I almost never eat sausage rolls, not unless I make them myself or I’m at a celebratory function like a wedding and my mild inebriation demands that I eat everything at the buffet.
As I have noticed from these occasions, The Michael Devlin Show follows a familiar pattern: Sober Michael finds himself demoted by Inebri-Michael and the resultant heartburn Inebri-Michael experiences from gorging on sausage rolls become the least of his worries the following day.
In normal, every-day life though, I almost never eat them. Buying sausage rolls from a hot food counter say, at a petrol station, effectively means that I’m paying for heartburn. It happens every time and during one particularly bad bout, I was forced to wonder if petrol itself had been used as an ingredient. So I tend to steer clear.
I remember I used to eat sausage rolls too when I worked in an abattoir. This was a long time ago and despite the experience etching itself forever onto my memory, at least now I can recall those times with a shake of the head and a wistful smile.
This being a column about food and eating, I’ll refrain from telling you any particulars about my role in said abattoir except to say, it was mainly and mostly unpleasant.
However, should you ‘meat’ me out one night and if Sober Michael has been demoted once again to distant bystander, Inebri-Michael will be only too happy to regale you with some horrifically offal tales.
But the sausage rolls though! These I clocked on a hotplate during my first day at the abattoir, during lunch break and at the time, I was incredulous that people who were in the business of dissecting cattle could effectively wash innards off their hands and then eagerly chow down on sausage rolls.
It was likely a mixture of squeamishness and naivety on my part but it didn’t last. The very next day my reservations had dissipated and come lunchtime, I was chowing down with the rest of them (after washing my hands of course). The reason I mention these sausage rolls is that they were most excellent and some of the best I can ever recall eating. Nor did they give me heartburn – result!

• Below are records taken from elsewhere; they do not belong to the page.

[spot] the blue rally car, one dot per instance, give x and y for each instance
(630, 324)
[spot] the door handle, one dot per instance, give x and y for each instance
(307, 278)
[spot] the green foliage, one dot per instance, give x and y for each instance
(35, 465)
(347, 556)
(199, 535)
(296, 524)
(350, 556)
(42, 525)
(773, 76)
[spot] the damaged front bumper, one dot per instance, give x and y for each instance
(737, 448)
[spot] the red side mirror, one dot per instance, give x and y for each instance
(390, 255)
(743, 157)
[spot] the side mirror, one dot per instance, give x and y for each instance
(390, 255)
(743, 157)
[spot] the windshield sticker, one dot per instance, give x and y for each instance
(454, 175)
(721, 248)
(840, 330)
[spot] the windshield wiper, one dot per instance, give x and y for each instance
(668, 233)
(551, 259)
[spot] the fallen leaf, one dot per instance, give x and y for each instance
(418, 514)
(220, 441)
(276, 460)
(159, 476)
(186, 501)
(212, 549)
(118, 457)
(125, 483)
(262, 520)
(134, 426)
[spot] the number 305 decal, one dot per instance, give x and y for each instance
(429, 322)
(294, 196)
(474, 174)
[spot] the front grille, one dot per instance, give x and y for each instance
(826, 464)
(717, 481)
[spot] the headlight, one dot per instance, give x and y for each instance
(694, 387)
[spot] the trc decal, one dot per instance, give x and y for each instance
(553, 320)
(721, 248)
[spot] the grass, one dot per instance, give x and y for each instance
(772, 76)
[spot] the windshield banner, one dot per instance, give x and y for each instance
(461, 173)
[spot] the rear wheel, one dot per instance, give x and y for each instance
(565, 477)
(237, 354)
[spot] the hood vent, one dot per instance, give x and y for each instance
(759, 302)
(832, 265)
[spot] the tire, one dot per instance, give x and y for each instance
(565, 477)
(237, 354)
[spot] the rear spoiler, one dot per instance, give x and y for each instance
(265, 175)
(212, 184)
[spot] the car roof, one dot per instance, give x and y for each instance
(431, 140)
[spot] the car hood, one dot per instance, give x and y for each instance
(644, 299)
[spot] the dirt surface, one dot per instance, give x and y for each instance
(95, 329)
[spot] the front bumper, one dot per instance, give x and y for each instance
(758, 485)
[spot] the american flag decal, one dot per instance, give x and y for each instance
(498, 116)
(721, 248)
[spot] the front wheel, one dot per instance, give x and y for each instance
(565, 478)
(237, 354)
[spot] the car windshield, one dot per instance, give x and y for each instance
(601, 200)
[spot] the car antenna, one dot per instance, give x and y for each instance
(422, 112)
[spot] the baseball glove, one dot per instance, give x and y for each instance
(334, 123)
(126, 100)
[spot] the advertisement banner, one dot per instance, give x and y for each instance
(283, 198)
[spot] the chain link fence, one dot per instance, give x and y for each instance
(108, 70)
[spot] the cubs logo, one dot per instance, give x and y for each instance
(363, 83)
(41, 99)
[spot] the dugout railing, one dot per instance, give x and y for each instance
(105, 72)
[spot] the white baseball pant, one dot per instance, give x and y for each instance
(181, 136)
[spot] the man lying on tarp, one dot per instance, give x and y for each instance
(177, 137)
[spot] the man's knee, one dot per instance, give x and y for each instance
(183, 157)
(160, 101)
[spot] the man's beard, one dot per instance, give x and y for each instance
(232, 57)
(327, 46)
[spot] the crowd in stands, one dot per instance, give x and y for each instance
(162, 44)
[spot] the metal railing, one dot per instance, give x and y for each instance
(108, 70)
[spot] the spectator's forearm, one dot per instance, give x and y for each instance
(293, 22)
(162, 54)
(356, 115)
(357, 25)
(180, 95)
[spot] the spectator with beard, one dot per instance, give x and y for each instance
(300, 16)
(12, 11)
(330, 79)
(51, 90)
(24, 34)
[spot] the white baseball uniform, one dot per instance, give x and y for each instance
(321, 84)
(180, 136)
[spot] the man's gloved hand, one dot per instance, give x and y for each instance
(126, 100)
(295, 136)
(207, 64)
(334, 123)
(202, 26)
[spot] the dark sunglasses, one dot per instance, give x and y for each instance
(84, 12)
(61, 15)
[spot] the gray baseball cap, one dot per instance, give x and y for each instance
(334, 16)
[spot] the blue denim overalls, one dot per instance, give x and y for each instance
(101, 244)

The absolute best though, will be the ones you cook at home, fresh from the oven, crispier than crisp and with the seasoned meat bursting out the sides for added delectation.
I only make sausage rolls now and again, when the notion takes me. In this instance, the motivating factor was the tasting of my first ever Gregg’s sausage roll. My misconceptions were, as you might imagine, misplaced and I certainly enjoyed the hearty snack, with added lashings of red sauce (or ketchup, if you’re feeling posh) for a spiky counterpoint.

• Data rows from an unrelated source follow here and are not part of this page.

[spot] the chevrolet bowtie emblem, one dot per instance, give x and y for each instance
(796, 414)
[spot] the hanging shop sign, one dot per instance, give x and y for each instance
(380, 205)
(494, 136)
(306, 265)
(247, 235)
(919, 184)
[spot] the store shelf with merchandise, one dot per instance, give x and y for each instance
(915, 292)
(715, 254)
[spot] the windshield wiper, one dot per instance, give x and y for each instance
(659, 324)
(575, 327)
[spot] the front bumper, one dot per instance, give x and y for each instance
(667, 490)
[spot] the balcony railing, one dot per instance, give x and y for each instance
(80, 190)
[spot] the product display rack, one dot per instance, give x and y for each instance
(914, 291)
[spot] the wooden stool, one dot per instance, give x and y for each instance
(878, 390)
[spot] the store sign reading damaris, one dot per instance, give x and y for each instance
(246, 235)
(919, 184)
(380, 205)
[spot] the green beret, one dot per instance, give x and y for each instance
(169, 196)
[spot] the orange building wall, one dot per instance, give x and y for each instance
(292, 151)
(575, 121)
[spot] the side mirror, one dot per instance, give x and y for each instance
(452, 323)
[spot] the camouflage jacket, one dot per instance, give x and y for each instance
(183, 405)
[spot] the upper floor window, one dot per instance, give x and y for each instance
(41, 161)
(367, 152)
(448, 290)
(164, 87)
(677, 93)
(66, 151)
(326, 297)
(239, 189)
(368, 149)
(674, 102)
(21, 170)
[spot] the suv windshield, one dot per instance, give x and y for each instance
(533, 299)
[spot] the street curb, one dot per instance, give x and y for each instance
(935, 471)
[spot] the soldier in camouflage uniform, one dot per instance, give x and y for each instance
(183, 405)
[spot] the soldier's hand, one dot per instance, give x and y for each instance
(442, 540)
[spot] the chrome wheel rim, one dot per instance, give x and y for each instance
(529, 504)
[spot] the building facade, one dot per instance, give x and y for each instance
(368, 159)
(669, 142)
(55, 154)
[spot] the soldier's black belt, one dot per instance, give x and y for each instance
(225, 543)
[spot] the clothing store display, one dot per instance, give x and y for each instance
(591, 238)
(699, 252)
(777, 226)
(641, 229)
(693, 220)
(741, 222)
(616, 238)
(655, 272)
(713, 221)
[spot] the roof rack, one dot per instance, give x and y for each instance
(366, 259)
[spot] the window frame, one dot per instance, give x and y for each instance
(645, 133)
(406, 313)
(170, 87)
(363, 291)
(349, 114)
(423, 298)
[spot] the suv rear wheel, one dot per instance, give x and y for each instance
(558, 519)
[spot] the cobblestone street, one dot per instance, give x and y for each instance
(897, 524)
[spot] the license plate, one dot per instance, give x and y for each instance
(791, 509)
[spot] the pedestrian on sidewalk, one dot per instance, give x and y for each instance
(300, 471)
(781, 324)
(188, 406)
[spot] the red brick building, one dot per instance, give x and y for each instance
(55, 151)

I decided there and then that I would make another batch of my own at home.
And so on Sunday night before Inebri-Michael could claim dominance over the habitually mild-mannered janitor of this life, Sober Michael went to work. The picture above, which being decent enough in its own way, doesn’t do the sausage rolls justice.
It doesn’t capture the scent hanging in the air of kitchen, that of decadent pastry mixed with the depth of roasting meat and the sweet smokiness of chorizo. Nor does it capture the abject joy from the bystanders as the ‘rolls they emerge from the oven like an edible Terracotta Army, beautifully uniformed and ready for battle.
Nor does the picture adequately relate that moment of biting down into the crisp shell for the first time, and the resulting sighs of appreciation, as the rest of the diners munch on and on and on…
This recipe for pork and chorizo sausage rolls makes lots of two-bite jobbies, which is how nature (and Sober Michael) intended.
INGREDIENTS
6 of your favourite pork sausages, ideally large ones
1 small red onion, finely diced
thumb-sized chuck of chorizo, finely chopped (you would ideally use cooking chorizo but I couldn’t find any)
salt and black pepper
1 320g pack of ready rolled puff pastry
1 egg
2 tbsps of milk
THE PLAN
Start by pre-heating the oven to 190˚C (fan) and as that’s happening, remove the casings from the sausages and place the meat in a large bowl. Add the onion and chorizo and seasoning and mix really well until everything is combined.
Your puff pasty will likely come in one large sheet. Unwrap this and place on a lightly floured surface and then cut it in half lengthways. Divide the sausage mixture in two and then lay each half of the meat along the length of the pastry, about 4cm in from each long edge.
Mix the egg with the milk and whisk. Brush this eggwash along one long edge of the pastry as a sealing mechanism. Roll each piece of pastry containing the meat into a cylinder with the result that the eggwash sticks one long end of the pastry to the other. It might be a bit finicky the first time but it’s not rocket science either. Do the same with the other pastry sheet and then chop each cylinder into pieces. Brush each of these generously with the eggwash, remove the lot to a baking sheet covered with some non-stick baking paper then retire the whole shebang to the oven for between 25 and 30 minutes, until he pastry has risen and is turned from golden into golden brown.
When done, remove from the oven, pile onto a plate and with the cunning use of red sauce (or ketchup), dig in.
Try not to burn the roof of your mouth!
Buying sausage rolls from a hot food counter say, at a petrol station, effectively means that I’m paying for heartburn. It happens every time.